We have a scripts that generate the Glu model automatically based on the list of live agents and once in a while we have agents that can crash in our larger fabrics. This cause the new generation of the model to 'drop' the agent and when the agent is restarted the model show 'Should not be deployed'.
To avoid getting into this situation where an agent is only temporarily incapacitated we would like to get that list of agents that have not recently responded. Is there a way to get the agents that are not marked as active in zookeeper? I know the data on them is still present and we could query zookeeper directly, but that would be a hack way to do so and it would be cleaner if the console could expose that through a new API. The API could have a 'timeout' option to only show hosts that have been active in the last 24 or 48 hours.
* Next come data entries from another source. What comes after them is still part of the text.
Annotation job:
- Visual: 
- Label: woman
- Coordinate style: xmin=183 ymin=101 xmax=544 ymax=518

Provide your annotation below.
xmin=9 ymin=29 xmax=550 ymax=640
This could also double for monitoring purposes so we could detect agents that are no longer responding and alert on this.
Right now when an agent is down (but present in the static model) there are 2 places where you can see in the console that it is missing (see screenshot attached). If the agent is not present in the model it won't appear.
What happens if you invoke the GET /agents rest api? It should return something similar to the /console/agents page. So you could invoke this API first before generating the model.
Yes, we call that api first but we rely on some of the agents metadata in order to build the model and that metadata is no longer available when calling /agents after an agent has timed-out on zookeeper.
We have a workaround which is to write the agents metadata in the metadata section of the model as a form of persistent storage. We considered (briefly) talking to zookeeper directly but this is not an option as it would open access to zookeeper from non-prod machines and could be a security issue for our production environments. The current solution to 'abuse' the metatdata section of the model is working at the moment, but it could become a scaling issue eventually.
So here is the issue: the agent registers an ephemeral node in ZooKeeper (the node which contains the info about the agent and that is accessible in the console). The reason why it is an ephemeral node is that it is guaranteed to disappear from ZooKeeper whenever the agent is gone, whether intentionally (shutdown) or nor (software/hardware crash).
So after the agent is gone the data is no longer in ZooKeeper so it cannot be retrieved. So I am afraid that what you are asking for is just not possible (there is no API that can be exposed with the current code that will give you what you want). Even if you interrogate ZooKeeper yourself you won't find the data.
In order to implement what you are asking for, the code would have to be changed. One thing that I could imagine would be that the agent also writes a non ephemeral node. But this would have to be thought out more thoroughly (it has an impact on size, apis, data structure, etc...)
Ok, somehow I assumed that the agent data was not ephemeral - I was wrong. We have a workaround by writing the agents data back (filtered to bare minimum details we need) back under the metadata section. Works great so far. There is a little bit of inefficiency overhead but this is very acceptable at our current scale and we can switch to an other alternative easily in the future.